There are several ways to activate Scissorman, the inexplicable name given to the scissor-wielding boy by Clock Tower’s developers. Some of the little vignettes that introduce the little dude are obvious, like when he pops out from behind a shower curtain after Jennifer finds one of her friends dead and strung up in a bathtub, but others are a little more nonsensical. During one of several false starts while I was still learning the ropes, Jennifer encountered another friend drowning in a pool. I was unable to do anything but watch as the girl sank into the darkness, soon replaced by the figure of Scissorman as he burst from the water, ready for mayhem. Unlike the bathroom scene’s pseudo-jump scare, which legitimately startled me, this pool ambush elicited little more than a chuckle as I scrambled to find somewhere for Jennifer to hide.
That’s not to say Scissorman is a pushover. Sure, running into him is mostly an exercise in mashing the action button to escape certain death, but Human Entertainment did a fantastic job of making him menacing years before games like the Resident Evil series would introduce unkillable enemies that relentlessly stalked players. It’s only after drawing Scissorman’s ire that music is added to the Clock Tower experience, the presence of the chase theme a clear indication that he’s still hot on your trail. The tiny killer will find you no matter how far you run, necessitating the use of hiding spots to get him off your back. The game doesn’t make these hiding spots easy to find, however, which often sent me into a mad dash back to places I already knew were safe.
One such place, a hay loft located in the garage, became my refuge during my initial tangles with Scissorman. That said, Clock Tower was quick to punish me for my hubris. During one of my many visits to the hay loft, I apparently waited too long after Scissorman left the screen and the music stopped because, much to my dismay, the little jerk burst through the wooden ceiling above me, shocking Jennifer into vulnerability and leading to the dreaded Dead End game over screen. It was a simple trick, but with a layer of sophistication I wasn’t expecting to find in a game from the ’90s.

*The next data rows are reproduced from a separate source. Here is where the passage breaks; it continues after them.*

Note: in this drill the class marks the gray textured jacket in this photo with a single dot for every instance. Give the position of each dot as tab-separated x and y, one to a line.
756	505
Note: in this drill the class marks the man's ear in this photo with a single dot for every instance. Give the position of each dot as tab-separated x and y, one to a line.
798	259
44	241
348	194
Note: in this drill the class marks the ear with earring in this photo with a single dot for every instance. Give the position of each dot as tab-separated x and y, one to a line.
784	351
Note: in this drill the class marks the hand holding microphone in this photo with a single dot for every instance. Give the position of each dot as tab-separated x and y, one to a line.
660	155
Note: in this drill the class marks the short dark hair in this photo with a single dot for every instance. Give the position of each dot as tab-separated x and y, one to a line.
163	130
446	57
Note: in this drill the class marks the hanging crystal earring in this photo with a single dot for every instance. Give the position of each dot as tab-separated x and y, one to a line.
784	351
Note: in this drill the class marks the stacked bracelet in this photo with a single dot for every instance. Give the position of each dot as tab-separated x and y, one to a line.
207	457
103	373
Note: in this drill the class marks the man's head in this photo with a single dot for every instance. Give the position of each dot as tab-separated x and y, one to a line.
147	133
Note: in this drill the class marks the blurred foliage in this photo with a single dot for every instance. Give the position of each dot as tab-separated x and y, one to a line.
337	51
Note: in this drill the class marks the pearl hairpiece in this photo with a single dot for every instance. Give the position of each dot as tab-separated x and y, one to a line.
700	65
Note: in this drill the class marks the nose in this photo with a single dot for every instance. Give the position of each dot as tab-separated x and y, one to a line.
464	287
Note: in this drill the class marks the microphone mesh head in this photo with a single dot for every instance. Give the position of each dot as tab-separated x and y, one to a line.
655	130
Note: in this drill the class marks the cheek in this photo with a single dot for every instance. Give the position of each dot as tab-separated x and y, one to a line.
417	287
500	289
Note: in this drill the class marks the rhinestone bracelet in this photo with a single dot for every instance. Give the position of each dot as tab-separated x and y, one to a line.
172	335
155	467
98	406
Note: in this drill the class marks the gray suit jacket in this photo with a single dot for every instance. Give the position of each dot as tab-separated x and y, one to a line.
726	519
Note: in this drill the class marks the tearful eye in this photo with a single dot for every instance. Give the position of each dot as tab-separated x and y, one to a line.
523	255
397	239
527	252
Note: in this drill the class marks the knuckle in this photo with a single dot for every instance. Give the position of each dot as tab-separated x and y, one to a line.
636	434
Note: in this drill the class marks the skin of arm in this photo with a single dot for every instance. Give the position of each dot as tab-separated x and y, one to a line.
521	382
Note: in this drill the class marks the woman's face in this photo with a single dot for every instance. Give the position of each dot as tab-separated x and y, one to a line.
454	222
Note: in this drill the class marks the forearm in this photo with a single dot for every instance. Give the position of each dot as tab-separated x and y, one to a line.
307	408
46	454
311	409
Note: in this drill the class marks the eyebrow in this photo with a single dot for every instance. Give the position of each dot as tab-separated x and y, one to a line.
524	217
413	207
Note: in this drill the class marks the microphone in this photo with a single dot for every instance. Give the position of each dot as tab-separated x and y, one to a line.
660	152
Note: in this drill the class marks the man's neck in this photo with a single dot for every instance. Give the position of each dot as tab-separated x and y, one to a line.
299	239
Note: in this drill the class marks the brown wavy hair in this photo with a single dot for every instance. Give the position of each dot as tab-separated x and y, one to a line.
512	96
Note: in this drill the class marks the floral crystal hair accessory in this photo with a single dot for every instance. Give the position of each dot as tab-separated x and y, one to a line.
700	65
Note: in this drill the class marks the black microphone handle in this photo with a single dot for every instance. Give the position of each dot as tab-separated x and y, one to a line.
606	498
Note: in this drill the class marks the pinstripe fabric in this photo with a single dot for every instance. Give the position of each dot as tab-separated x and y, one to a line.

Clock Tower is often described as the progenitor of the survival horror genre, and after playing it myself, I think that’s a pretty apt description. In borrowing liberally from classic horror movies like the aforementioned Phenomena, the folks at Human Entertainment created a game unlike anything that came before and would be used as a model for developers moving forward. While some aspects, like the slow movement speed, confusing progression, and sprawling, mapless environment, definitely haven’t aged as well, there’s still something very charming about a game that doesn’t pull its punches. You won’t escape from your first foray into Clock Tower without leading Jennifer into at least a few gruesome (and, in some cases, parrot-related) deaths, but fans of both classic horror films and video games are sure to get a kick out of the experience.
And hey, now I can wear my cool Clock Tower shirt loud and proud without worrying about some nerd attacking my street cred.